Foul ball and dinger retrieval rights shouldn’t necessarily be decided by merit. The most qualified person in a given section to score a game ball is generally going to be an adult with a baseball glove and a disconcertingly high threshold for self-humiliation. By contrast, the least qualified person to retrieve a loose game ball will be a small child. It turns out we’ve all kind of settled on personal significance as the deciding factor—possession of a game ball should mean more to a child, therefore game balls should be given to children, even though they are weak and frail and utterly incapable of bagging their own.
But there are plenty of instances where a game ball makes its way into a section where there are no children around, and otherwise respectable adults abandon all pretense of dignity and become ravening beasts, fighting tooth and nail for baseballs that can be purchased for $13 at the nearest big box retailer. Witness the madness that ensued in Oakland Wednesday, when a foul ball off the bat of César Puello found its way into a sparsely filled lower section along the right field line:
The victor in this grim competition was a woman in a baseball cap, whose pursuit amounted to taking two steps out into the aisle, walking down two rows, and waiting for the ball to squirt past the searching hands of another man engaged in the hunt. I submit that all of these people lost something in this pursuit, but no one lost more than the man in the white cap and red socks, who leapt over several rows, threw away his baseball glove, and body surfed over another four rows before ultimately coming away empty-handed, and I’m sure very bruised-up and sore.

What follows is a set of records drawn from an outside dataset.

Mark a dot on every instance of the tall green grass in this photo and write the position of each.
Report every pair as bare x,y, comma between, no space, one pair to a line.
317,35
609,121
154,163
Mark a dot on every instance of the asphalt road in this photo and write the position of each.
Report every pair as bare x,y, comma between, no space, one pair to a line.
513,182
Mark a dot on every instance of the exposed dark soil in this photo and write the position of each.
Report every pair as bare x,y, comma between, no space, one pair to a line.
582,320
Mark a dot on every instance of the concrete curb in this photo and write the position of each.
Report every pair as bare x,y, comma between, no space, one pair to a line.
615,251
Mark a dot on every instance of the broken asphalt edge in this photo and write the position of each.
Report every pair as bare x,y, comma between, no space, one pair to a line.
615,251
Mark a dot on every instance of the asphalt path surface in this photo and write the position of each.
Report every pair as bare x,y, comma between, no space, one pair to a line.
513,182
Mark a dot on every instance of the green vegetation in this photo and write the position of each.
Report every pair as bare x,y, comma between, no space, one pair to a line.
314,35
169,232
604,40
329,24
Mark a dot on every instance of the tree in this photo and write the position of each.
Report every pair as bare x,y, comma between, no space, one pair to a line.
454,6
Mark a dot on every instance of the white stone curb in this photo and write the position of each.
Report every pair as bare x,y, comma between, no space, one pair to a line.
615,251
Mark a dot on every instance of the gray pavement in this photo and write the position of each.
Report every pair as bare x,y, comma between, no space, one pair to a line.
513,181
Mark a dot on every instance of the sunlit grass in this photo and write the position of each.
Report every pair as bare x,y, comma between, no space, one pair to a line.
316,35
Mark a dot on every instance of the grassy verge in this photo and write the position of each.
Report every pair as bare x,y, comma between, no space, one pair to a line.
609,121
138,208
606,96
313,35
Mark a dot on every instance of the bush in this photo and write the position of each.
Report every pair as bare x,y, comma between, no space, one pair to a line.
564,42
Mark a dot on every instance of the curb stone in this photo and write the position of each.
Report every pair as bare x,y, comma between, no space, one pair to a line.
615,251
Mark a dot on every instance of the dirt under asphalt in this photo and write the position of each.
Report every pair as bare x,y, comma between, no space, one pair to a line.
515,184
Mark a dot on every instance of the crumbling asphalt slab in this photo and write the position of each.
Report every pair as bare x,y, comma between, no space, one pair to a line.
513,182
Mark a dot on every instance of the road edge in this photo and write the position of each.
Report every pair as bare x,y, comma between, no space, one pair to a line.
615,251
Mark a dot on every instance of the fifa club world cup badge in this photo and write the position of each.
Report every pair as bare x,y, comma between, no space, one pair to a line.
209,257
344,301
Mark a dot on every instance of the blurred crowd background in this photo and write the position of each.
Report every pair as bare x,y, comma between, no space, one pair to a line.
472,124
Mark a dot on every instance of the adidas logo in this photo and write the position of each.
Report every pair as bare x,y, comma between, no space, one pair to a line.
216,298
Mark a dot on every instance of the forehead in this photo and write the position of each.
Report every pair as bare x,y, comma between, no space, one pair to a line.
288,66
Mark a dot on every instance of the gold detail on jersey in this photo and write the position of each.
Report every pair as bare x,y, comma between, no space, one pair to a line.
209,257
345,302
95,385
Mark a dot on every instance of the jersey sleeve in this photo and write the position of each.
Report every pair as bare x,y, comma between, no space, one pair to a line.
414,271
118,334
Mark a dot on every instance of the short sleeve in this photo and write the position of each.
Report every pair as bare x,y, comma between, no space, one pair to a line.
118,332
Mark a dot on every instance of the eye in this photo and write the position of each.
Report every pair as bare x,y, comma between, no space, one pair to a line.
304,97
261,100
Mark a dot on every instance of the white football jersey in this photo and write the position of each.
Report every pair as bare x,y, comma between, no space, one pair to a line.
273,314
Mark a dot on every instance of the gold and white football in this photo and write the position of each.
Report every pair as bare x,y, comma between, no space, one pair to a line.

I have to admit, I’m a little bit torn about the fairness of this outcome! I don’t know if red socks man exactly deserved the foul ball, but he certainly put vastly more effort into retrieving it, and paid the highest price for his pursuit. On the other hand, as an adult man who brought a glove to a professional baseball game and threw himself wildly down half a section in pursuit of a damn foul ball, perhaps he deserved it less than anyone? I think if I’d been sitting in that section and the ball had come to me, I would’ve automatically given it to this poor battered fellow, out of shock and pity and horror over how much it evidently meant to him. Or would that have embarrassed him even further? There are no easy answers when adults care way too much about getting their hands on a lousy foul ball.